Ultimately, these are the fields that will be used to define a function:
- **name :**Name of the function that should have a corresponding functional code that gets triggered
- description : Description of the function that assists the function-calling model in selecting it when required
- schema : A defined set of input parameters required by the function along with its definitions and allowed set of values (some of which can be defined dynamically by its dependent functions)
- dependencies : A set of function names connected by logical operators that define its dependencies meticulously
- model (optional) : only for dependent function (as only in that case will the control be foregone from the central bot)

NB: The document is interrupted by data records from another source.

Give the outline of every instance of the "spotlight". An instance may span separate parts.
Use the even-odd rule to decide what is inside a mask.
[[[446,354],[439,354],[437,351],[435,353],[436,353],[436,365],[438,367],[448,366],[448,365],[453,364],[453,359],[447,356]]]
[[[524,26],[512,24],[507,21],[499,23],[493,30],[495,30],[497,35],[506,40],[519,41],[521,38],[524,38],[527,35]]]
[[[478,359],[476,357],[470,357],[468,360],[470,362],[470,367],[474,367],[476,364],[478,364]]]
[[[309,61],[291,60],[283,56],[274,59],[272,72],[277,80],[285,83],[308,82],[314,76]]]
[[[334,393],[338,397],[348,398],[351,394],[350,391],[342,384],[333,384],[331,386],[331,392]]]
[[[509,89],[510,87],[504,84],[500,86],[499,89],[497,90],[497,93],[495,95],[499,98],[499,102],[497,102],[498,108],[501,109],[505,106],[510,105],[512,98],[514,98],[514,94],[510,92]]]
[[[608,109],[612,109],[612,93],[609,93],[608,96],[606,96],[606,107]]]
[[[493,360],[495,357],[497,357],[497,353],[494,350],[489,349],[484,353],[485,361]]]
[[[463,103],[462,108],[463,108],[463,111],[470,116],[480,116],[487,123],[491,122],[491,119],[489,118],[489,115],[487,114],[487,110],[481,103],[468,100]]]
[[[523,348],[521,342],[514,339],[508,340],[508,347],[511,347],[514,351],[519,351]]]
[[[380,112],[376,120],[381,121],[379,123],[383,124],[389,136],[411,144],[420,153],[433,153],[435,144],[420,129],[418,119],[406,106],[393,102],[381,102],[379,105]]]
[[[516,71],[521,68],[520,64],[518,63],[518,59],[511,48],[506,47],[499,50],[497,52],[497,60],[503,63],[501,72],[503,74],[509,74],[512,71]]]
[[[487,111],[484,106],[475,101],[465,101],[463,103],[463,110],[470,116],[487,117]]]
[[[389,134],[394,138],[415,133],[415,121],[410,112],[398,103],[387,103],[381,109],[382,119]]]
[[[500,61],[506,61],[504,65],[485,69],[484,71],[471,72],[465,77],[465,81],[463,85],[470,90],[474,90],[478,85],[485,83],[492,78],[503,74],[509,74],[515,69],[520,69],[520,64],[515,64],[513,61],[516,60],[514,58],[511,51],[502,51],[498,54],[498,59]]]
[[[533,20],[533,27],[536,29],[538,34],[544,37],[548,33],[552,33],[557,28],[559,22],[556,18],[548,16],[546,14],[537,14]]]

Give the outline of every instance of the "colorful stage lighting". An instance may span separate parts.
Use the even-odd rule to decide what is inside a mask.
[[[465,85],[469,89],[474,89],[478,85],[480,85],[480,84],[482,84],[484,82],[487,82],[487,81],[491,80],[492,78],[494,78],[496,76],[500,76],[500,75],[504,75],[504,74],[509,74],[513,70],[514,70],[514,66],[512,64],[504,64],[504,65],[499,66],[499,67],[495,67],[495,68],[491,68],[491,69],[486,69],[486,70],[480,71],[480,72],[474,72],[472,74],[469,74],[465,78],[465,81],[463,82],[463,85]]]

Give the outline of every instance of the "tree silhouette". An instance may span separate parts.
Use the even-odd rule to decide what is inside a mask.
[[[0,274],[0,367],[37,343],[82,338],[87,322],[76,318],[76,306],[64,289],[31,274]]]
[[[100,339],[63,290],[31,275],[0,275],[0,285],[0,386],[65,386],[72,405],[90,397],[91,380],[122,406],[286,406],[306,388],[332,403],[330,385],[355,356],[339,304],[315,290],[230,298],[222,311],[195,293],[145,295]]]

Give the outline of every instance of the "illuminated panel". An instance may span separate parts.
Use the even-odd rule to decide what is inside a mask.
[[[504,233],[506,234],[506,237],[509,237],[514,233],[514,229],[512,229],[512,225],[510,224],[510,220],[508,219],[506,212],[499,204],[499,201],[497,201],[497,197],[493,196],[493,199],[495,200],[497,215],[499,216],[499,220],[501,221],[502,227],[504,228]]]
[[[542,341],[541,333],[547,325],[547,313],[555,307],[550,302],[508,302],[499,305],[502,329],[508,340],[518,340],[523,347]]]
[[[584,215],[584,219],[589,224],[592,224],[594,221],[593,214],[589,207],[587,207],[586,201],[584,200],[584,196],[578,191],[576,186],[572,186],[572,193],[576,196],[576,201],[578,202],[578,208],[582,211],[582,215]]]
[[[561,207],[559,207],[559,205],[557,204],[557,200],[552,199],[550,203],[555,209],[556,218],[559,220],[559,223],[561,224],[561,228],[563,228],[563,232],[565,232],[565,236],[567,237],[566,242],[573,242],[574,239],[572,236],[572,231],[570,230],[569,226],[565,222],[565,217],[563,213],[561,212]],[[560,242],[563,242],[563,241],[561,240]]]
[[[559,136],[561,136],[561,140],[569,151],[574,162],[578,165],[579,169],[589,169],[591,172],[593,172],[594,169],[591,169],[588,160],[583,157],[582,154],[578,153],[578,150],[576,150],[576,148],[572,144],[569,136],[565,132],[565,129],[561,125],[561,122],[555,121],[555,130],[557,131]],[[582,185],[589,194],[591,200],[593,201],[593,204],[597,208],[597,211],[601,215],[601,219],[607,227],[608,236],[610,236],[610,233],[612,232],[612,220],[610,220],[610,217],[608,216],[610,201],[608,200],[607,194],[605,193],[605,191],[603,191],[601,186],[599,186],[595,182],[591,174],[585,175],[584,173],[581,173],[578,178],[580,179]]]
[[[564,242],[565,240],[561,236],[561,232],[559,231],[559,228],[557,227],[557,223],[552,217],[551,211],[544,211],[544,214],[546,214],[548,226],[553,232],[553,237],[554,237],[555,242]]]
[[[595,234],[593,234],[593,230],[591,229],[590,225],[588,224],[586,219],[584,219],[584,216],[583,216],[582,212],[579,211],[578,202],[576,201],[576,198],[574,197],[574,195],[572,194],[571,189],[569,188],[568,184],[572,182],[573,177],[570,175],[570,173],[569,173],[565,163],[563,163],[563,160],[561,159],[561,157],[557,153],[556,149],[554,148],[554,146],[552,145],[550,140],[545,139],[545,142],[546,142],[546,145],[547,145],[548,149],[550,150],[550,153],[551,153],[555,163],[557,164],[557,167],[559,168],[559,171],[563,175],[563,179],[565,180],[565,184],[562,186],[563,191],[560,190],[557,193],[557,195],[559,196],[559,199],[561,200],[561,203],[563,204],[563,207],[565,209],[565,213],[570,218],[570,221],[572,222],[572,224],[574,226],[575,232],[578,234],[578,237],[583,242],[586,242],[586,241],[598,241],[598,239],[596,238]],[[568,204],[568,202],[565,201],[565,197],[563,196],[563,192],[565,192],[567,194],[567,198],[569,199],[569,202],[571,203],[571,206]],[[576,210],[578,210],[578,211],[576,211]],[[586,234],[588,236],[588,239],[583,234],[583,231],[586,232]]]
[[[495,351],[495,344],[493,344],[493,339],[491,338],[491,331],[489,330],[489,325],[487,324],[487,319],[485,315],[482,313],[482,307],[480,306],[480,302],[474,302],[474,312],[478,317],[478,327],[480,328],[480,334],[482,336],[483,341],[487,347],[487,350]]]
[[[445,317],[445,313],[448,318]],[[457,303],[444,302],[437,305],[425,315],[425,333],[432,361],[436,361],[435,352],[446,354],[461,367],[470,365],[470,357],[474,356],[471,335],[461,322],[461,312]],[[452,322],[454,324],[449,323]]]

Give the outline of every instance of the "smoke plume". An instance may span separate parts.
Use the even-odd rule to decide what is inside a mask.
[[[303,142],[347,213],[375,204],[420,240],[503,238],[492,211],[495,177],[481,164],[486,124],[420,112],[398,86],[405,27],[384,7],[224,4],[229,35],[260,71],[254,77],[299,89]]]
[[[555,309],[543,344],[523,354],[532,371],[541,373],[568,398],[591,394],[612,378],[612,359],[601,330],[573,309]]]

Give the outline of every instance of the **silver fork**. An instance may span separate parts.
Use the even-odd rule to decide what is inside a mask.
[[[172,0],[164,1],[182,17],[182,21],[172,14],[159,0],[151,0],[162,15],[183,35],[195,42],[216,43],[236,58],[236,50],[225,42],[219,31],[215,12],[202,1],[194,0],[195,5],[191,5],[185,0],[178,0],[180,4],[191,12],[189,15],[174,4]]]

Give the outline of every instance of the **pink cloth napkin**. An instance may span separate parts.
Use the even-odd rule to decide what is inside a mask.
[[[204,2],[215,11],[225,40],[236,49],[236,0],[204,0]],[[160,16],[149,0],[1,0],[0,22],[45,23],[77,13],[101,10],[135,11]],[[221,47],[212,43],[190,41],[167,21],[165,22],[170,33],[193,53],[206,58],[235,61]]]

Corresponding to the name and the parameters as defined in the schema, there will be defined code for each function present in the system that gets executed and whose response is either passed to the dependent function or to the end user.
Plugin Design
A plugin can be defined as a set of functions that solve tasks in a common domain. A plugin will have two parts.
Description — A simple structured JSON/YAML file containing a plugin description and its corresponding function descriptions:
Plugin Description: A plugin can be defined by the following keys.
- name
- description
- model (optional)
- system prompt (optional)
- function_calling_model (optional)
- planning_framework (optional)
Function Descriptions: A collection of function descriptions of all the functions that it supports.
Function Executables — A single executable file containing a class with the same name as the plugin name and executable functions with the names and parameters as defined in the function descriptions.
Plugin Example YAML
Here I have described a simple plugin description YAML file for the task of Dashboard generation.
name: Dashboard Visualizer
description: A plugin for displaying visual dashboards to user as per query
model: gpt4-32k
system_prompt: You are an assistant for a Social Media dashboard. We are
receiving a stream of data from social platforms and you need to analyse
the data to offer insights to users.
function_calling_model: Gorilla
planning_framework: LLMCompiler
name: get_dashboard
description: fetch the dashboard data points for the given social platform for the respective duration
schema: <Payload Schema for hitting the endpoint>
dependencies: get_chart AND get_filters
user_out: true
name: get_chart
description: Initializes chart and chart fields for a dashboard
schema: <Payload Schema for hitting the endpoint>
dependencies: get_report
user_out: false
name: get_filters
description: Initializes filters for a dashboard
schema: <Payload Schema for hitting the endpoint>
dependencies: get_report
user_out: false
name: get_report
description: Gets the report name based on the user query
schema: <Payload Schema for hitting the endpoint>
Flow Design

Two choices of control flow
For flow design, we have two choices.
- Centralized Bot — A single central bot responsible for orchestrating function calls across all the plugins.
- Plugin Bot — Separate bot for plugins that are passed control from the central bot and are responsible for function calling within its set of functions.
Enhancements
Apart from the basic functionality of the copilot, some enhancements that could further extend its usability can be as follows:
Cross-Plugin Interaction— Allowing the LLM access to the APIs from different plugins could let it solve certain tasks that were otherwise not possible or even discover solutions on its own.Suggestion DAG — After completion of a user task, the copilot could offer suggestions to execute some follow-up tasks based on pre-fed data or general recorded user behavior. A task DAG could be created and stored. After completion of any task, the DAG is referred and the follow-up task is suggested.